Ch’io rassereni il ciglio?
Ah! voi che il dite, non perdeste un figlio;
Nè di madre l’amore
Voi conosceste mai! Non si dilegua
D’orba madre il dolore,[2]6
Cui dolor nullo[3] adegua.
Rasciugar non vo’ il pianto
Dagli occhi miei, se tanto[4]
Dir non mi ardisce un’altra genitrice
Al par di me infelice.11
Deh! per pietà lasciate,
Che tanto e tanto io pianga,
Che col mio figlio in tomba anch’io rimanga.
Ma, se qualche sollievo
Darmi or vi piace, meco lagrimate;
Altro non ne ricevo...17
Ovver di lui parlate.
Esca aggiungete ad esca:[5]
Fate ch’ei piú m’incresca.
Il duol di ch’io mi pasco in cui sol vivo,
Per voi[6] sia in me piú vivo.22
Ditemi ch’ei vezzoso,
Di mille grazie adorno,
Pargoleggiando alla sua madre intorno,
Sol beata la fea.
Unica speme al padre or lagrimoso,
Dite com’ei crescea28
- ↑ Questo patetico lamento fu scritto a Siena nell’agosto del 1777, allorché morí un bimbo alla signora Maria Vaselli.
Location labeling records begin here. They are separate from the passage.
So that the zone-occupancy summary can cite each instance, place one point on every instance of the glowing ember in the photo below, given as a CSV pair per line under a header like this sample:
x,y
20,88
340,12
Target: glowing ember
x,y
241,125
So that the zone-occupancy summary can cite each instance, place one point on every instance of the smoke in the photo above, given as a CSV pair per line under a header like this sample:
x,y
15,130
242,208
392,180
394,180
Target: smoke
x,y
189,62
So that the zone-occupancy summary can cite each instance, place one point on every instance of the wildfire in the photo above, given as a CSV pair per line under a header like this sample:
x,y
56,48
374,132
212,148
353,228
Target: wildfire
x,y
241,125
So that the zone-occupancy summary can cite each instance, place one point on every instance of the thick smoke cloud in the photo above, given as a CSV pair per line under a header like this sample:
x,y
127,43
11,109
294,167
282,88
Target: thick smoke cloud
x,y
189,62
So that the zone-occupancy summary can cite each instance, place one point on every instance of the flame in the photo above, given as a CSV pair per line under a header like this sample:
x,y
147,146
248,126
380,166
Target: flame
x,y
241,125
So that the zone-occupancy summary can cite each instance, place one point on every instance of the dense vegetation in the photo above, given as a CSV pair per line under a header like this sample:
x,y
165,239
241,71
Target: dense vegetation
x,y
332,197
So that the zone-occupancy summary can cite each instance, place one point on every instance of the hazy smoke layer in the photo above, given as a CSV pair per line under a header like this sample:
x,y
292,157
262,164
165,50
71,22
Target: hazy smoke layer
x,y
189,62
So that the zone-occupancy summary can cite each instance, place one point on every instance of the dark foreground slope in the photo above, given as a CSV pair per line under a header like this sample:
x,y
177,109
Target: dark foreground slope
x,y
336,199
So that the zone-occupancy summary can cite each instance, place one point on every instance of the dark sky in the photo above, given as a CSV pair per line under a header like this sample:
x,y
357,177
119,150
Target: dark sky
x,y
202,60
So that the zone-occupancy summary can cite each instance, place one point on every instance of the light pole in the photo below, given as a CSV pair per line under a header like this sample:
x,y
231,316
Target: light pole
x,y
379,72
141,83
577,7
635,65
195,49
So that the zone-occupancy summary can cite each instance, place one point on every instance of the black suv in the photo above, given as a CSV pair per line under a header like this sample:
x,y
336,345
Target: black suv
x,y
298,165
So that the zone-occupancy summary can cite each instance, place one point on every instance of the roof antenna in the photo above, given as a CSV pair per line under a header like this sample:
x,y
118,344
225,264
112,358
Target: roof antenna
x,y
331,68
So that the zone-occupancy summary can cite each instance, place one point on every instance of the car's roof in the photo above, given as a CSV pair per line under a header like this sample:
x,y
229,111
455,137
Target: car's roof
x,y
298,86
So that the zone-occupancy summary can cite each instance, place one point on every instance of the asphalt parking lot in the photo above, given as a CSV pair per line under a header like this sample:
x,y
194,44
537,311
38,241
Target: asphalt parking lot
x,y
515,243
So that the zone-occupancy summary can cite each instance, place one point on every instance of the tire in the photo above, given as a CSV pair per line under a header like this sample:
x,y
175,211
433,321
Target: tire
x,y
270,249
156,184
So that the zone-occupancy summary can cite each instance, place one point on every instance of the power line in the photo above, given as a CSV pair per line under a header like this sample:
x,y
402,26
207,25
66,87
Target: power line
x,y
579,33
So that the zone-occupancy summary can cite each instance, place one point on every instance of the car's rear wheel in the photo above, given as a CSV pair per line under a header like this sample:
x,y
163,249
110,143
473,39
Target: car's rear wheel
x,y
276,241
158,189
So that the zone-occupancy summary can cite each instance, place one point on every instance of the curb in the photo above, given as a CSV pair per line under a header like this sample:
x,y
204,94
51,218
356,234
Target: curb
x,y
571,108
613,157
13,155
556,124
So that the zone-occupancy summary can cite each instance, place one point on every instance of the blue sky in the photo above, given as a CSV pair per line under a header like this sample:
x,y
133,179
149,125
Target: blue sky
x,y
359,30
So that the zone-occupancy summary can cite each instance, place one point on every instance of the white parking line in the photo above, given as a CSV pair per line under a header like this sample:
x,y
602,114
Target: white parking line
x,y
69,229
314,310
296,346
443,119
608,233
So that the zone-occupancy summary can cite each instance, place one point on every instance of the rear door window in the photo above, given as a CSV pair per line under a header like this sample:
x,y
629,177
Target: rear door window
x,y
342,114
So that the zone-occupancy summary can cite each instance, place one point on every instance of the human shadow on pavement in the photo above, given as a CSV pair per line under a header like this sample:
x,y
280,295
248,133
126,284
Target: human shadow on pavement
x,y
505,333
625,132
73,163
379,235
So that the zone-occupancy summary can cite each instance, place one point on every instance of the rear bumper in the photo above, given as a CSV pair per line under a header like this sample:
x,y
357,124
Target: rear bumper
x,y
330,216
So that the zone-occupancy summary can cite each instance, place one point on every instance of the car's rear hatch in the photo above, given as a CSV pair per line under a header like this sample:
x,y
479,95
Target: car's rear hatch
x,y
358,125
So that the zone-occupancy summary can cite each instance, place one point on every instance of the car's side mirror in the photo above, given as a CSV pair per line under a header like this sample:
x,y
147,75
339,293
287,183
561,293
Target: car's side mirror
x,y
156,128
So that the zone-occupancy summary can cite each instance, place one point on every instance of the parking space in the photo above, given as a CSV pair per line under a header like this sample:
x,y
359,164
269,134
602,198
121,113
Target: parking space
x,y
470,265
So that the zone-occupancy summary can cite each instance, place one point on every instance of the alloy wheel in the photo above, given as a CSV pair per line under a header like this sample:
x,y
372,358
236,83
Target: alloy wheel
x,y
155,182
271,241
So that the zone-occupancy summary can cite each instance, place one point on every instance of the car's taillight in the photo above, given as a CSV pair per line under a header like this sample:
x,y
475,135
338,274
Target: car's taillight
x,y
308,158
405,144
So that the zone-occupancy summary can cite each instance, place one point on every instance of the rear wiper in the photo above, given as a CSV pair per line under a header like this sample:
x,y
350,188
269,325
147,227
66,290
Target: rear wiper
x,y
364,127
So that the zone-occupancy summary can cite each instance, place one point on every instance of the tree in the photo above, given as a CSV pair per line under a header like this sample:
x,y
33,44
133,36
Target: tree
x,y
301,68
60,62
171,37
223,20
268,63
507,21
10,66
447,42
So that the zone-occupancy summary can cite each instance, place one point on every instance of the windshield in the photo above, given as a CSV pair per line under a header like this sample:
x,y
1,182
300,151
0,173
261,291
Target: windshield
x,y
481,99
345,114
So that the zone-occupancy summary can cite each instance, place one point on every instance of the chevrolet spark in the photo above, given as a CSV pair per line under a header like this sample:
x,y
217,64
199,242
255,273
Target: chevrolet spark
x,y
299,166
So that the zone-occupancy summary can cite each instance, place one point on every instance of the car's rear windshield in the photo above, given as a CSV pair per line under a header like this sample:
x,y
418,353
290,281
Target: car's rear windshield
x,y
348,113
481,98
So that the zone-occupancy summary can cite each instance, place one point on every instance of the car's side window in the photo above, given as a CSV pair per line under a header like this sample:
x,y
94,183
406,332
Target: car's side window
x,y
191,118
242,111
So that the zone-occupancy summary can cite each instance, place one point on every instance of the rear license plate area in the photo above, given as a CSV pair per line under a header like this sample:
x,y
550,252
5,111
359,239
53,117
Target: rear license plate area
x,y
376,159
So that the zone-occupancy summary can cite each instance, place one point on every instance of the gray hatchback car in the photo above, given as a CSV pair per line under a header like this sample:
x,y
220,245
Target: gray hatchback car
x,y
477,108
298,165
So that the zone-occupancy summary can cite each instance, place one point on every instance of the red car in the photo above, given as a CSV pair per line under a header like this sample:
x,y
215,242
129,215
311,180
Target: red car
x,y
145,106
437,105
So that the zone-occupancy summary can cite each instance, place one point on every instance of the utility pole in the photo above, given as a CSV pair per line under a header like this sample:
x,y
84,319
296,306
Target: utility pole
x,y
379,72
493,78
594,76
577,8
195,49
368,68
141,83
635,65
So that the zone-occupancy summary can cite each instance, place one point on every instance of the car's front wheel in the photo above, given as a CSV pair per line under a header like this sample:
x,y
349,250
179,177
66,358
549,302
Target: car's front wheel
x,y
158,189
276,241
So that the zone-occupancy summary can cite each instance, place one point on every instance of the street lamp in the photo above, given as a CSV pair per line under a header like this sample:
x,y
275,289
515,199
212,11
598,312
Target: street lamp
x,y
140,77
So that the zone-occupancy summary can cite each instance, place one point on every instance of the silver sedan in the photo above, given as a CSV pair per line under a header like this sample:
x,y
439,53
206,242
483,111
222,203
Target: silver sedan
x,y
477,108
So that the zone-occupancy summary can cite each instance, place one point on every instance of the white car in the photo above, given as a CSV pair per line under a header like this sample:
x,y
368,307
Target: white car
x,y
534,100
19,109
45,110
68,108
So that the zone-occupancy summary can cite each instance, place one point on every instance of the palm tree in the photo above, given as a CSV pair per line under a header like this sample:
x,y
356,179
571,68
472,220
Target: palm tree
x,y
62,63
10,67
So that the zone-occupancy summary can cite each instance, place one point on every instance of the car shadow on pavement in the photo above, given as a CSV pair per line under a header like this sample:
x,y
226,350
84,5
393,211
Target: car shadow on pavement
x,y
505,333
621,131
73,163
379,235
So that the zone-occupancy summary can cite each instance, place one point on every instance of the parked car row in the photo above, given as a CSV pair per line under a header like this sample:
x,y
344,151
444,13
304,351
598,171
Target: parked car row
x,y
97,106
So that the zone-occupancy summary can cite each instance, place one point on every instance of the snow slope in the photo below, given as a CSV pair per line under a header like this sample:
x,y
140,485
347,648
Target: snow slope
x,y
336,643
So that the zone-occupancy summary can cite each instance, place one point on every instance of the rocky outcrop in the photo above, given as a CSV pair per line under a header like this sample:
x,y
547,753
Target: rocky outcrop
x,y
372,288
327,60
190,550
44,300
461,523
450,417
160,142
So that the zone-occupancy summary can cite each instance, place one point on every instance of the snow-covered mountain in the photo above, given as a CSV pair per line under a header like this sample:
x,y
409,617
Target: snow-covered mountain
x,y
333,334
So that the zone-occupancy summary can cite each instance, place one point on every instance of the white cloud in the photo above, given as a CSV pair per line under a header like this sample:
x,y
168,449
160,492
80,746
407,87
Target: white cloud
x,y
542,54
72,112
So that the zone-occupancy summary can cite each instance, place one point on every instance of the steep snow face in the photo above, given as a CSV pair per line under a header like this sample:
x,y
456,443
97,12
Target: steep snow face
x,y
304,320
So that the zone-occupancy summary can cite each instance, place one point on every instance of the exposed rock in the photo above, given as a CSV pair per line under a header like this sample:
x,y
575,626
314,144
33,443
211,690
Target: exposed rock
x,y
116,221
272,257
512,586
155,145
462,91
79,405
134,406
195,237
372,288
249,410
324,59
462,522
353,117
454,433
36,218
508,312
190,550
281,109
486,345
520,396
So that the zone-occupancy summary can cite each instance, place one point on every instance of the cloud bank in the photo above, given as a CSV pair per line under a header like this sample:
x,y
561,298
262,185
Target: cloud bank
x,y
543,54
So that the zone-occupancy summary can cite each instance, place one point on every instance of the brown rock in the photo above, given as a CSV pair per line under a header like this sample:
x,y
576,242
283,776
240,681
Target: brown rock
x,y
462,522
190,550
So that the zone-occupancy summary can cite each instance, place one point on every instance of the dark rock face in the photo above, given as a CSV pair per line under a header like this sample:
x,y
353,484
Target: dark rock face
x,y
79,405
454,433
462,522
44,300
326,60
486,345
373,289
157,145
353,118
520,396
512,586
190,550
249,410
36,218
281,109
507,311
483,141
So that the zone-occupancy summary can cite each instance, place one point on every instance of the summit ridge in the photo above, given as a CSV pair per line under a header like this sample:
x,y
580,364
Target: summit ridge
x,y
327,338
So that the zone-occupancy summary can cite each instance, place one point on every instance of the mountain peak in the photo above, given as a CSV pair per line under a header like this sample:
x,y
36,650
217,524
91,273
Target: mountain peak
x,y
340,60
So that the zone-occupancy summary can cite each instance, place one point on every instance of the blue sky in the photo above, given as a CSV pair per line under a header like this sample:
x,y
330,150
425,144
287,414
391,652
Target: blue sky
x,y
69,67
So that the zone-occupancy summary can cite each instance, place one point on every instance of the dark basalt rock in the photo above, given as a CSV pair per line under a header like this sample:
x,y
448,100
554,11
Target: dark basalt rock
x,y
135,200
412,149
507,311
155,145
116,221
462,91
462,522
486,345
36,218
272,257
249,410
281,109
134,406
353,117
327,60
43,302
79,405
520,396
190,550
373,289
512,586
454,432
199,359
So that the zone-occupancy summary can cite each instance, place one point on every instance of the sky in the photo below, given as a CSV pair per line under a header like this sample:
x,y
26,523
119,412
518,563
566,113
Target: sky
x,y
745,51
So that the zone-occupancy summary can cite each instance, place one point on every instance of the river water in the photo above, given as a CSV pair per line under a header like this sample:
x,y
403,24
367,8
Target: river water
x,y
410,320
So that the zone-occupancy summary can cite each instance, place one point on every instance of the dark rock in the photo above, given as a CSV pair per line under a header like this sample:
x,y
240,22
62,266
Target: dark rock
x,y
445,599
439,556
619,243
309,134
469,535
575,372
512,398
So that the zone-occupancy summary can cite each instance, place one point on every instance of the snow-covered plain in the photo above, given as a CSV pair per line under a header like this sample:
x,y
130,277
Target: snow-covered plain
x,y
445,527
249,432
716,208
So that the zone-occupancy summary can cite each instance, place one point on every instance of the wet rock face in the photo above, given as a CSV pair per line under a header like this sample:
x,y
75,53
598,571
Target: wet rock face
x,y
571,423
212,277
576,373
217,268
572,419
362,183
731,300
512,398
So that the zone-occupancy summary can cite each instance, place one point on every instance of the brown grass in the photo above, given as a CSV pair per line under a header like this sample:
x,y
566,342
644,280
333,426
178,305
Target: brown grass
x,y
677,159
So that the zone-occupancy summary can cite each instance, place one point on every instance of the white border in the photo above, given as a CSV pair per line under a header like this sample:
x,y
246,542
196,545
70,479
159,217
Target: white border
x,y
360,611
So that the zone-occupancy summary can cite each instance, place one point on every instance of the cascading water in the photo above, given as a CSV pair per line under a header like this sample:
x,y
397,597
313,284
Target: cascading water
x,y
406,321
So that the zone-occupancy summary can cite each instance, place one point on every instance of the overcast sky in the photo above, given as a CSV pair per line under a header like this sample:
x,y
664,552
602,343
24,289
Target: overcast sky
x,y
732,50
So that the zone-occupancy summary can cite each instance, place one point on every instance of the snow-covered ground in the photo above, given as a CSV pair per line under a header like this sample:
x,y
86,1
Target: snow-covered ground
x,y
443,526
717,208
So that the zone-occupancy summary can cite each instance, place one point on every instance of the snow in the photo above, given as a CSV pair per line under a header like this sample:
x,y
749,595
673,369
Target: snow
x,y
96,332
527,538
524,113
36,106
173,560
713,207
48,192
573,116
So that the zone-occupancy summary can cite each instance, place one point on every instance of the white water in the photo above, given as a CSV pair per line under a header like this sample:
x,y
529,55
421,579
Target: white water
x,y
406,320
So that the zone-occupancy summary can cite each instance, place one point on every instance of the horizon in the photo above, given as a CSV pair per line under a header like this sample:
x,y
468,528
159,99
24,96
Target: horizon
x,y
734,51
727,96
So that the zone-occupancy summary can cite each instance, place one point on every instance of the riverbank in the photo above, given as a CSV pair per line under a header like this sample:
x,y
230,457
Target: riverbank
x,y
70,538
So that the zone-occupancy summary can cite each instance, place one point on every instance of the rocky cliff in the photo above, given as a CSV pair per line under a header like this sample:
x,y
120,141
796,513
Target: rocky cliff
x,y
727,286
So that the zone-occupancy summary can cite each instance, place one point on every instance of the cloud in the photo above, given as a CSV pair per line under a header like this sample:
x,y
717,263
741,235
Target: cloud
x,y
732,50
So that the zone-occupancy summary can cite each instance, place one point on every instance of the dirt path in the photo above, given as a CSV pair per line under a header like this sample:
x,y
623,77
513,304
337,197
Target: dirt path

Lo metterei fra le cose piú gentili dell’A., e mi pare che la mollezza e la cadenza del verso accompagnino assai bene l’onda dolorosa dei pensieri e dieno alla breve canzone l’andatura di una malinconica ninna-nanna.
Le strofe di questa canzone sono cosí composte: abBcAcaddEe.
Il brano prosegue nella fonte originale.